Zuletzt hat Daniela Feichtinger in einem sehr schönen Plädoyer für die Bedeutung der subjektiven Erfahrung als Quelle für die Theologie den Exegeten als Tänzer porträtiert. Zwar benötigt ein biblischer Text natürlich wissenschaftliche Interpretation aber er braucht ebenso die Offenheit für eine Begegnung, „die Fähigkeit, den Rhythmus zu fühlen und sich dem Tanzpartner anzupassen“ . Damit wird der biblische Text quasi zu einer Art Partitur für etwas, was es auszuleben bzw. aufzuführen gilt.
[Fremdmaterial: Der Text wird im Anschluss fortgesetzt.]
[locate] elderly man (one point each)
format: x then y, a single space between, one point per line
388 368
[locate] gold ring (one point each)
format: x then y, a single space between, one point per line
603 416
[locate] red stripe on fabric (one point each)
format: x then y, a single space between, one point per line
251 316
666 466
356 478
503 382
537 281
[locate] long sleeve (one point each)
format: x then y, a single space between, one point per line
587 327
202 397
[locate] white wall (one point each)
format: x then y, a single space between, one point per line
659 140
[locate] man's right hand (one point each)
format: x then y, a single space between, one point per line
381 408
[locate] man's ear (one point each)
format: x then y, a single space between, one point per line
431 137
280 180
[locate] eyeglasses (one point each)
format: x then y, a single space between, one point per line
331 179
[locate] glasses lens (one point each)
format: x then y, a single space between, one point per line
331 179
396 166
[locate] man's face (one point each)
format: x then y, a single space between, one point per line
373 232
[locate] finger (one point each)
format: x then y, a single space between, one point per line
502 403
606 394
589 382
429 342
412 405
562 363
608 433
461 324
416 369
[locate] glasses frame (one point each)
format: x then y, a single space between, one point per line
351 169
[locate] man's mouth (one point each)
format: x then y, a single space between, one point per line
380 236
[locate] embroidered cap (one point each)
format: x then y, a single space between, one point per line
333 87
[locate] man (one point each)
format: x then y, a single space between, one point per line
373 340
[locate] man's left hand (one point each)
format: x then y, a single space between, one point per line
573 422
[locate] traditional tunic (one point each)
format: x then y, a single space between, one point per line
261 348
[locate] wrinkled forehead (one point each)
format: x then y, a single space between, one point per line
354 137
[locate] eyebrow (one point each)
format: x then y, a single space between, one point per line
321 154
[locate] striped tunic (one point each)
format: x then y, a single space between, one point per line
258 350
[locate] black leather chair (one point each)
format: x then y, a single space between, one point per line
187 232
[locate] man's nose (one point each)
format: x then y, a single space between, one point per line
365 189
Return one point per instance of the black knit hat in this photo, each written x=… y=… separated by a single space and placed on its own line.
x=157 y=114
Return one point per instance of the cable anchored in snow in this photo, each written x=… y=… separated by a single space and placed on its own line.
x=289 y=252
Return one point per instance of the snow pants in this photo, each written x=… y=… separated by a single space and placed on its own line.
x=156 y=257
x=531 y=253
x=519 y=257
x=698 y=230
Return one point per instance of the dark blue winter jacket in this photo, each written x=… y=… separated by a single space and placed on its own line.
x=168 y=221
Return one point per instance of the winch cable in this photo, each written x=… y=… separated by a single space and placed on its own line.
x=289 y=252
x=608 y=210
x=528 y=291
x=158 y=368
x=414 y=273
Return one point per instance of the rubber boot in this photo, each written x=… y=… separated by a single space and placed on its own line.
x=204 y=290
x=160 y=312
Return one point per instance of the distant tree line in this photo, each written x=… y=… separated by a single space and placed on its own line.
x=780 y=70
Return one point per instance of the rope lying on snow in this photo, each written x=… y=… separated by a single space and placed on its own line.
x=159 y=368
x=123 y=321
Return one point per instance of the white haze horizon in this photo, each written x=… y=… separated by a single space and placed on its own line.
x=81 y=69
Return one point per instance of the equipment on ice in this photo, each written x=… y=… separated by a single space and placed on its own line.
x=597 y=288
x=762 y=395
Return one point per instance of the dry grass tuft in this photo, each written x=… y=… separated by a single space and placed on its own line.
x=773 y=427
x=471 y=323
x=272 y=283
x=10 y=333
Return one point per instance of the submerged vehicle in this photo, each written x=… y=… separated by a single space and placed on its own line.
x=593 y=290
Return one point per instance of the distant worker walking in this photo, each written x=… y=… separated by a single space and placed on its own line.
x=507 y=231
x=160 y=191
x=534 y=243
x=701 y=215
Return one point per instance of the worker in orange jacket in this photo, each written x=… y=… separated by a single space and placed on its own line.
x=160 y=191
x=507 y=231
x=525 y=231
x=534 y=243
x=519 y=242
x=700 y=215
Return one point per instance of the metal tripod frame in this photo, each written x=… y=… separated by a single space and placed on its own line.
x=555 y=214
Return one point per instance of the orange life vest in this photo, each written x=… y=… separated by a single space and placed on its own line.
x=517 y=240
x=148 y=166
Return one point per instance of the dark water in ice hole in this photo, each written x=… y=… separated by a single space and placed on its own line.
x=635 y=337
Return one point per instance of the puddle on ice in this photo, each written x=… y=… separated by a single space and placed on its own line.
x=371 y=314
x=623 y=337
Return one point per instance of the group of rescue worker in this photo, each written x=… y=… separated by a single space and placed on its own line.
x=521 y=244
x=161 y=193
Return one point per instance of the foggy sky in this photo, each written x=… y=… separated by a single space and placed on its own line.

Folglich geht es nicht darum solch ein Text intellektuell zu verstehen – ohne, dass es gilt hierauf zu verzichten – sondern ihn quasi zu „artikulieren“.
Es ist ausgesprochen spannend zu sehen, wie die Metapher des Gotttanzens in moderner Popmusik interpretiert worden ist. Es existieren in dieser Hinsicht mindestens zwei Songs mit dem Titel „God is a DJ“ von Faithless und Pink. Im ersten wird „My Church“ besungen als der Ort wo meine Verwundungen geheilt werden und mein Leben in Form kommt; wo Feinde Freunde werden und Bitterkeit endet: „This is where I heal my hurts. It’s the world I’ve become. Contained in the hum, between voice and drum. It’s in the change. The poetic justice of cause and effect. Respect, love, compassion.“ Und dann heißt es: „God is a DJ for tonight. God is a DJ. This is my church“. Weiter wird dieses Bild in diesem Lied nicht entfaltet aber es ist deutlich wie sehr das Ganzheitliche der Tanzszene in der Disco den Hintergrund für das Bild einer heilenden Kirche abgibt. Bleibt offen ob hiermit eine reale Kirche gemeint ist oder die Sänger sich ihre Kirche imaginieren.
Sehr viel breiter ausgearbeitet findet sich das Bild von Gott als dem DJ dann in dem ungleich bekannteren Lied von Pink, in dem der Refrain lautet: „If God is a DJ, life is a Dance-Floor, Love is the rythm, you are the music.“ Erzählt wird von einem faszinierenden unangepassten Mädchen aus der Unterschicht, „been the outcast never running with mascara eyes“. Ihr scheint alles egal zu sein ob Liebe oder Hass, „fuck you“. Aber sie sucht nach etwas anderem, „a new life style“, nirwana, und das volle Leben. Wickipedia: „It is about letting go, loving life, and living it to the fullest.“ Das Video inszeniert das Mädchen auf ihrem Weg in die Disco, sexy, orgienmäßig. Das Lied endet: „you get, what you‘re given it’s all how you use it.“
Klar: Hier geht es eigentlich weniger um den Gott, den man kennt und von dem nunmehr ein Bild als DJ gezeichnet wird. Es geht nicht um ein Gleichnis, nicht darum Gott im Sinne christlicher Verkündigung irgendwie plausibel zu machen. Nein: es geht um das volle Leben der jungen Menschen, einer Generation, als das reale Leben in einer Disco. Die Atmosphäre der Disco wird gefeiert als eine Welt in Fülle und dies wird durch die Metapher des Gottes als DJ geheiligt. Tatsächlich wird das Gottesbild auf den real wirkenden Discjockey übertragen. Die Kirche um die es bei Faithless geht ist nichts anderes als die Disco. In ihr werden die Leiden geheilt und aus Feinden werden Freunde. So sehr hier Gott als der DJ verstanden wird zu sehr wird im Grunde genommen der reale DJ vergottet. Gleichwohl wird das Bild im Refrain auf das Leben übertragen: das Leben ist ein Tanzboden, Liebe ist der Rhythmus und du bist die Musik. Irgendwie übersteigt dieses Bild denn doch die Realität der Disco und verklärt die real erlebte Welt jungen Menschen. Gott legt die Platten auf aber wir sind die Musik und tanzen.